I'm setting up a new campaign for adult after getting my feet wet with a little test over the last week or 2. My clusterfuck of variables will look something like this:
2 or 3 offers
2 or 3 landers
3 angles
3 banner templates
5 placements
8-10 images per placement
Now, I imagine this is what a typical campaign looks like for most of you guys, but how do you test everything? Is it best to keep the backend of the campaign (offers and landers) the same across the board, and change only the banners? Maybe it's better to keep each campaign for each placement exactly the same or 100% different?
If we take the landers as an example, I could either test 3 landers across 5 placements, or I could test 15 different landers (3 per placement). I'm testing on a fairly tight budget (roughly $3k) so I want to make sure I achieve statistical significance.
Testing completely different angles and landers across the board feels like throwing shit at the wall until it sticks, but testing only 3 angles and 5 landers is limited and is a waste of money if none of them convert well.
Maybe a mixed approach like 2 landers kept the same across the board and 1 different lander per campaign would be better? (eg. In campaign 1 you would have lander 1, 2 and 3, in campaign 2 you would have lander 1, 2 and 4, in campaign 3 you would have lander 1, 2 and 5 etc.) Please let me know what you guys think.
Assuming that you are new to the GEO / traffic source, I'd say that 5 placements are too much to start with.
Offers and LPs usually perform pretty consistent for me over different placements, especially on the same traffic source. I'd focus on 1-2 high volume placements, find the top offer/LP combo and then expand to other sources.
I know, ideally you'd want to test every possible combination, but especially with a smaller budget I think it's better to limit the variables a bit.
Obviously I'm not the most experienced person hear, but I remember reading that the two mistakes people make when running campaigns are having one ad, and having more than two ads.
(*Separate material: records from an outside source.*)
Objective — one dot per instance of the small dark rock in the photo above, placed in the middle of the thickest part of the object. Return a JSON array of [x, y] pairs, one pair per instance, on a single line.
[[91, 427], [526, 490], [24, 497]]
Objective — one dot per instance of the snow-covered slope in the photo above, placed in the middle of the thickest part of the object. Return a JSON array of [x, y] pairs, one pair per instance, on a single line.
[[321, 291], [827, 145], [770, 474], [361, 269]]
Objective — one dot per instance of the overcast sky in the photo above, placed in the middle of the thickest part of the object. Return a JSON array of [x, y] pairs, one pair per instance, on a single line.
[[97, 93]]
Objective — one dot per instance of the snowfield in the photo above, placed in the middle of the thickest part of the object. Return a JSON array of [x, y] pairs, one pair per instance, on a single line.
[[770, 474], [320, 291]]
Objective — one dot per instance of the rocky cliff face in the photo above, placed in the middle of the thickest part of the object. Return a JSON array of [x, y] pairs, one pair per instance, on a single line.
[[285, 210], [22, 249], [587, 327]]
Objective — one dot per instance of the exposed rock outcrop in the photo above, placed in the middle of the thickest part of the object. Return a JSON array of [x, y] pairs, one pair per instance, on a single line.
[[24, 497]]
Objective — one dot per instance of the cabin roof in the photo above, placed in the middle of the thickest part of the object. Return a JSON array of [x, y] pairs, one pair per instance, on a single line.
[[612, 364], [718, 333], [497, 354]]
Maybe this only applies to Ad Groups and Search, but my initial reaction to split testing is 'test EVERYTHING because I can'.
Instead of doing that, I'd say that you would probably be better off testing two to three ads in a single position with two offers. This would give you 4-6 total variables which should allow you to reach significance really quickly. Once you've culled a few options, like say that you found the best ad, then you could split test placements or images a bit more.